Она и раньше задавала ему этот вопрос, но его ответ был расплывчатым — несколько — и он ловко, как политик, менял тему.
— Одна сестра — амбер. Два брата, Рейт и Эйдолон.
— Они тоже амберы?
Он покачал головой:
— Нет, семы, как и я.
— А как случилось, что у тебя сестра амбер?
— С братьями у нас общий отец, но наши матери все разных видов.
— Нет. Все семинусы чистокровные и мужского пола. Женщин-семов не бывает, поэтому после эсгенезиса мы осеменяем женщин других видов. Отпрыски рождаются чистокровными демонами-семинусами, но каждый наследует незначительные черты своей родительницы.
Интересно.
— А почему эти другие виды соглашаются рожать детей от семинусов?
— Они и не соглашаются. Половозрелые демоны-семинусы получают способность превращаться в мужских особей других видов. Так что, в сущности, мы добиваемся секса с ними обманным путем.

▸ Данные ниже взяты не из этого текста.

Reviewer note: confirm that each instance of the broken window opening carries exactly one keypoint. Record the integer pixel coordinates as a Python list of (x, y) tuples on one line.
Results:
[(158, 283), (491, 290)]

А если это не срабатывает, в ход идет изнасилование.
— Мило.
Шейд закатил глаза.
— Мы же демоны. Но если тебе будет от этого легче, скажу, что большинству из нас ненавистна наша судьба до тех пор, пока мы не пройдем эсгенезис. Потом нам уже плевать.
— Значит, тебе это не нравится?
— Сейчас — да. Мысль о том, чтобы обмануть или изнасиловать женщину с целью осеменения, внушает мне отвращение. Как и то, что случается с младенцами.
— А что с ними случается?
— Большинство умерщвляют сразу после рождения. Мало кто из демонов по доброй воле захочет растить демона другого вида, тем паче зачатого путем обмана или изнасилования.
— Получается, отцы не имеют ничего общего со своими детьми.
— Многие из нас никогда не встречались с мужчиной, участвовавшим в нашем зачатии. Мы знаем лишь семью, растившую нас, хотя можем чувствовать своих братьев.
— Значит, ты никогда не знал своего отца?
Она села поудобнее, поморщившись от тупой боли в лодыжке.
— Только понаслышке.
— А что, все сексуальные демоны воспроизводятся таким образом?